Abstract
Purpose :
Fluorescent proteins (FPs) are widely used in imaging techniques to investigate cellular molecular interactions and trace biological events. However, some FPs have been demonstrated to cause undesirable cellular damage. So far, the effects of red fluorescent protein (RFP) tandem dimer Tomato (tdTomato) on retina remains unknown. Here we study the effects of tdTomato expression on mice retina.
Methods :
Electroretinography (ERG) was carried out to investigate the changes of retinal function comparing tdTomato mice with C57BL/6J wild-type control mice. Optokinetic Response (OKR) was measured to detect visual contrast sensitivity. Color fundus camera and high-resolution spectral-domain optical coherence tomo-graphy (SD-OCT) were taken to compare the retinal structural alteration. Immunofluorescence staining was used to label proteins in retina. Transmission Electron Microscope (TEM) was used to observe the retinal ultrastructure. Expression levels of mitochondrial specific genes were quantified via quantitative real-time PCR (qPCR).
Results :
The tdTomato mice showed progressively attenuated electroretinogram (ERG) responses in scotopic a-wave and photopic b-wave, and reduction of visual contrast sensitivity was detected via OKR. Mitochondrial vacuolation and broken mitochondrial crest were found by TEM. And down-regulated mitochondrial DNA (mtDNA) expression were found in tdTomato mice.

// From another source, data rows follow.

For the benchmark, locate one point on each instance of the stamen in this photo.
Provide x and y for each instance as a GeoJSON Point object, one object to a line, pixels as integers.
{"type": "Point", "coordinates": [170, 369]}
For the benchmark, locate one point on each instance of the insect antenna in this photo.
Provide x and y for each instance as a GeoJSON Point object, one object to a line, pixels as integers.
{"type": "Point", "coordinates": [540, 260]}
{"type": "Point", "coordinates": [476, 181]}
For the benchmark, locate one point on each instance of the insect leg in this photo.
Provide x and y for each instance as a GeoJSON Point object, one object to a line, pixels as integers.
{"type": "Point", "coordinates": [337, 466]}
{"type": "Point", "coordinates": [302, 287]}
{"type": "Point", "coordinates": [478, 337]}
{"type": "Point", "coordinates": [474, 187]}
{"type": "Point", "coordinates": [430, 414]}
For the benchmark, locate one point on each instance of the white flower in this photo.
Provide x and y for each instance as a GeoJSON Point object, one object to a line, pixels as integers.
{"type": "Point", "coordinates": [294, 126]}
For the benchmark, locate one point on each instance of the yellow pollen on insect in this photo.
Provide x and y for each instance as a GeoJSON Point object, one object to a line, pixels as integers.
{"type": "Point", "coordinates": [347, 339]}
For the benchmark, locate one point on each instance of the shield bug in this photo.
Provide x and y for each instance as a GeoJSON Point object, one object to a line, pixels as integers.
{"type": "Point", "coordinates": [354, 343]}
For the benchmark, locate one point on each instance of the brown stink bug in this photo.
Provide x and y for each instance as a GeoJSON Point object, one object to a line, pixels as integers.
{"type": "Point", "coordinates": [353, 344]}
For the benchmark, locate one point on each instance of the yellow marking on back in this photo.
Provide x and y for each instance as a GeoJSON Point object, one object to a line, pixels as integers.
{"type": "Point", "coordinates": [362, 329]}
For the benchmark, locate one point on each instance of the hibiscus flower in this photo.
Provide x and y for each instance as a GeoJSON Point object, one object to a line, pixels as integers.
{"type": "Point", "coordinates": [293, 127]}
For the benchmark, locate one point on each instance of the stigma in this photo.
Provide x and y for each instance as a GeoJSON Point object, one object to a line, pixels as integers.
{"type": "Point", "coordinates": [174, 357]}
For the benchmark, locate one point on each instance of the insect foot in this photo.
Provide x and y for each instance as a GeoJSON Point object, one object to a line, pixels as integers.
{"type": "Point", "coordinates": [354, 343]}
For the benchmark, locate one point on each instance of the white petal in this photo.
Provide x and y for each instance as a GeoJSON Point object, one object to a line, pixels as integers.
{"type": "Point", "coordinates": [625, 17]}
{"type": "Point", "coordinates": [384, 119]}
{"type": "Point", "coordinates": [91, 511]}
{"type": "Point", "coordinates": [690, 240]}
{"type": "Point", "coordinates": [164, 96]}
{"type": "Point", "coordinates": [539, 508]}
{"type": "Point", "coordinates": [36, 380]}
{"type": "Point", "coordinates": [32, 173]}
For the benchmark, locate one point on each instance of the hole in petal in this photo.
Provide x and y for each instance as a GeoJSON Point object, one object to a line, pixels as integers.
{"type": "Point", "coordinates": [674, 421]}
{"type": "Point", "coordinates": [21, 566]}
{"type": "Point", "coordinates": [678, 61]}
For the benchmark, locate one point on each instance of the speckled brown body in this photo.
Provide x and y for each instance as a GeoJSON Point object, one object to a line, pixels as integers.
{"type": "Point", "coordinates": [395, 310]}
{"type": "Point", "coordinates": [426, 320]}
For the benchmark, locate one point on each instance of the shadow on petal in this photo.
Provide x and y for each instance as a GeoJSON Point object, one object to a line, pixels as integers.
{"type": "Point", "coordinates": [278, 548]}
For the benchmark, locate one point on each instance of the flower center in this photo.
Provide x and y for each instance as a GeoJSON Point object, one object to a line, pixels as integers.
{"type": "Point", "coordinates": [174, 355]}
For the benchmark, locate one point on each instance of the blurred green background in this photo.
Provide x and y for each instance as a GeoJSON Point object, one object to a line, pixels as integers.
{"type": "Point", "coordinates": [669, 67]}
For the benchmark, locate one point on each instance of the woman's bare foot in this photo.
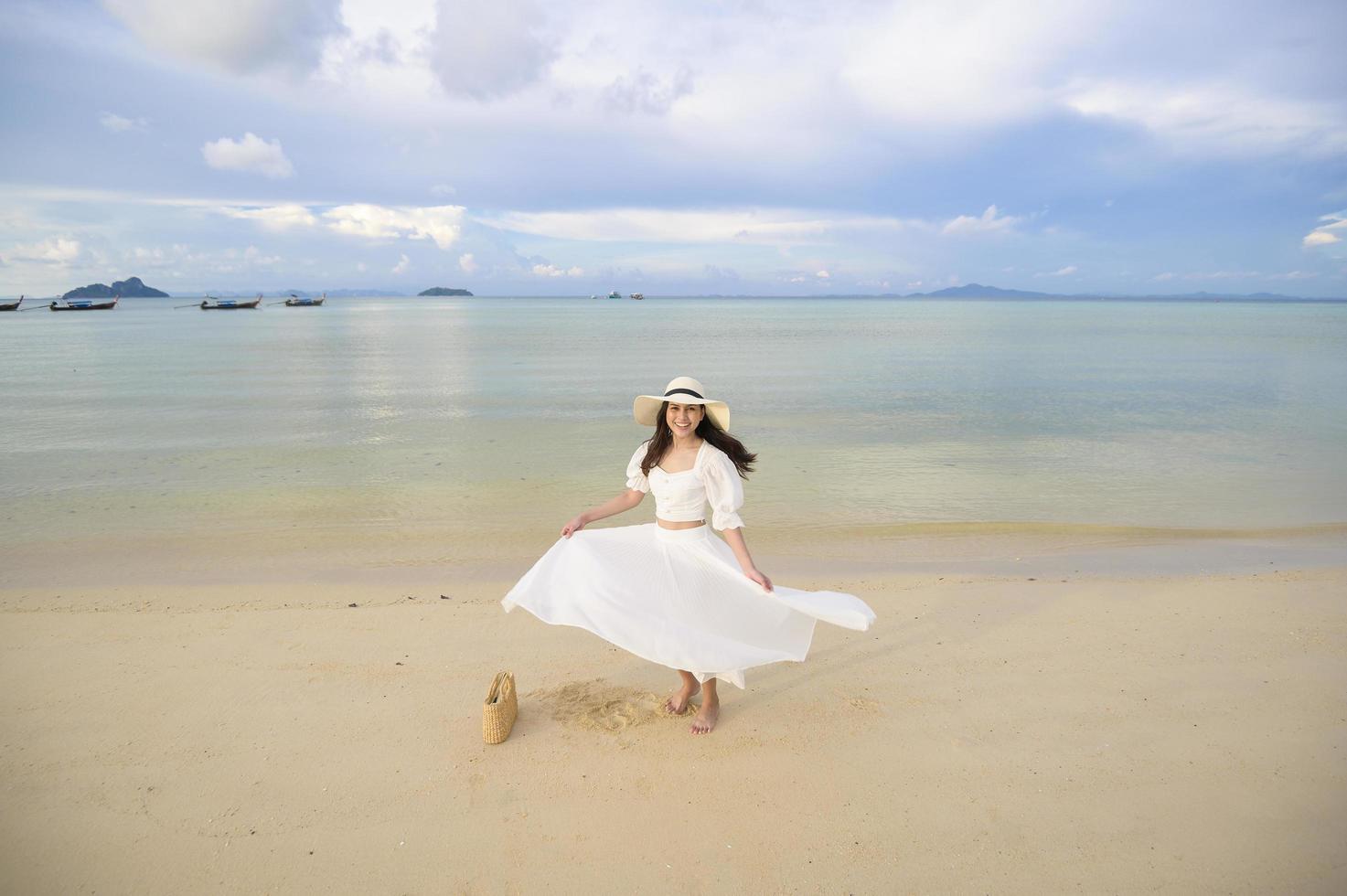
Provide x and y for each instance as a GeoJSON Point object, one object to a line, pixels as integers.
{"type": "Point", "coordinates": [706, 717]}
{"type": "Point", "coordinates": [678, 702]}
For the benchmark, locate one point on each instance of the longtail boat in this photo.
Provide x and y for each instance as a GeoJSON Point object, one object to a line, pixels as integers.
{"type": "Point", "coordinates": [305, 302]}
{"type": "Point", "coordinates": [228, 304]}
{"type": "Point", "coordinates": [85, 304]}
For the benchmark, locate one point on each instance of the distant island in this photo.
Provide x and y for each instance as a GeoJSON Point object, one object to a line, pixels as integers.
{"type": "Point", "coordinates": [131, 287]}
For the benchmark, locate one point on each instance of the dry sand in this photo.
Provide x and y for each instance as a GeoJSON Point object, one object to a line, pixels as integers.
{"type": "Point", "coordinates": [991, 733]}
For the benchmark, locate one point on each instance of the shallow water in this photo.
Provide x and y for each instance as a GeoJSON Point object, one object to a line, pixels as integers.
{"type": "Point", "coordinates": [446, 427]}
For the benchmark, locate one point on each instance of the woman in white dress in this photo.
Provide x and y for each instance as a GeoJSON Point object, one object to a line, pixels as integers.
{"type": "Point", "coordinates": [671, 592]}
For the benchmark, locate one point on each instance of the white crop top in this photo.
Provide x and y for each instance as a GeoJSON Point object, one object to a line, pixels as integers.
{"type": "Point", "coordinates": [682, 497]}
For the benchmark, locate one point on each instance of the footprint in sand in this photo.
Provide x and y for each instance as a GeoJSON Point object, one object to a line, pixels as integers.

The apparent changes in retina of color fundus camera, SD-OCT and immunofluorescence staining measurements were not found.
Conclusions :
tdTomato expression cause functional and ultrastructural defects in the retinas of tdTomato mice, indicates potential toxicity of tdTomato to mouse retina. Mitochondria should be a potential target of the fluorescent protein tdTomato that hazard to the mouse retina. Our findings provide valuable insights into using the tdTomato mice more efficiently and reasonably.
This abstract was presented at the 2022 ARVO Annual Meeting, held in Denver, CO, May 1-4, 2022, and virtually.